I'm trying to model regional implicit bias using multilevel regression with poststratification as described in Hoover, J., & Dehghani, M. (2019). The big, the bad, and the ugly: Geographic estimation with flawed psychological data. Psychological Methods. Advance online publication. https://doi.org/10.1037/met0000240.
The authors model Implicit Bias (imp_bias) as a function of six fixed effect county-level (contextual) variables (vote_prop.std + ... + latino_prop.std) and various random effects. Three of these random effects are geographical units: Counties nested within states nested within divisions. Though they are not explicitly specified as nested factors
(as (1 | division/state_fips/county_fips) would do), they should be handled as nested factors because every fips-code is unique to the specific geographical unit. The other three are demographic variables: education, sex, & age. In the paper the authors write that the demographic effects were estimated as random intercepts crossed with division and that they did cross them with division because otherwise the model didn't converge.

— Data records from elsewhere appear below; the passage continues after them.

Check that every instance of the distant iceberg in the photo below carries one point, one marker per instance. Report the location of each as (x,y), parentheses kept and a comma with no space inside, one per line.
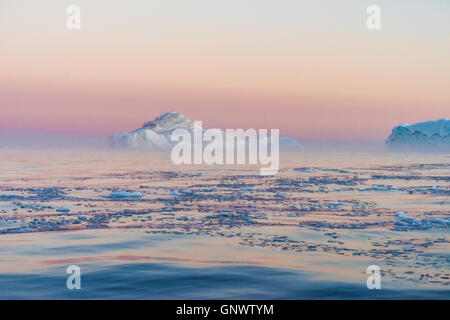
(155,135)
(423,136)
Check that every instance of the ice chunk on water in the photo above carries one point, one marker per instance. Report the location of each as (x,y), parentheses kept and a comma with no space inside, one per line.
(125,194)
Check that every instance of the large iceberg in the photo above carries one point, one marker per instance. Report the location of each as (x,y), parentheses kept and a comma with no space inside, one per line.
(155,135)
(428,135)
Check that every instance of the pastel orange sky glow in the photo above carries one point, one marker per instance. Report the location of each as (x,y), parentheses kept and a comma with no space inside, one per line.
(310,68)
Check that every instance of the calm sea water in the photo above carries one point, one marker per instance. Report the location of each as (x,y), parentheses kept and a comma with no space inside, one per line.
(140,228)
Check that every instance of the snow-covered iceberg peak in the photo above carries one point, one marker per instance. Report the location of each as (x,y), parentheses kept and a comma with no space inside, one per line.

I am confused as to whether the code they report does achieve this:
iat.imp.mrp.2 <- lmer(imp_bias ~ 1 +
vote_prop.std +
...
latino_prop.std +
(1 | county_fips) +
(1 | state_fips) +
(1 | division:educ_3lvl) +
(1 | division:sex:age_4lvl),
data = iat.estimation.df, verbose=T,
control=lmerControl(optimizer="bobyqa",
optCtrl=list(maxfun=2e5)))
To my understanding (1 | division:educ_3lvl) indicates that education is nested within division rather than crossed with division. And how does this model differ from the following?
iat.imp.mrp.2 <- lmer(imp_bias ~ 1 +
vote_prop.std +
...
latino_prop.std +
(1 | county_fips) +
(1 | state_fips) +
(1 | division) +
(1 | educ_3lvl) +
(1 | sex) +
(1 | age_4lvl),
data = iat.estimation.df, verbose=T,
control=lmerControl(optimizer="bobyqa",
optCtrl=list(maxfun=2e5)))
To summarize, I don't really understand what the : does in the authors' code and would like to know how to specify with which of the three levels the demographic variables are crossed. Any help is really much appreciated!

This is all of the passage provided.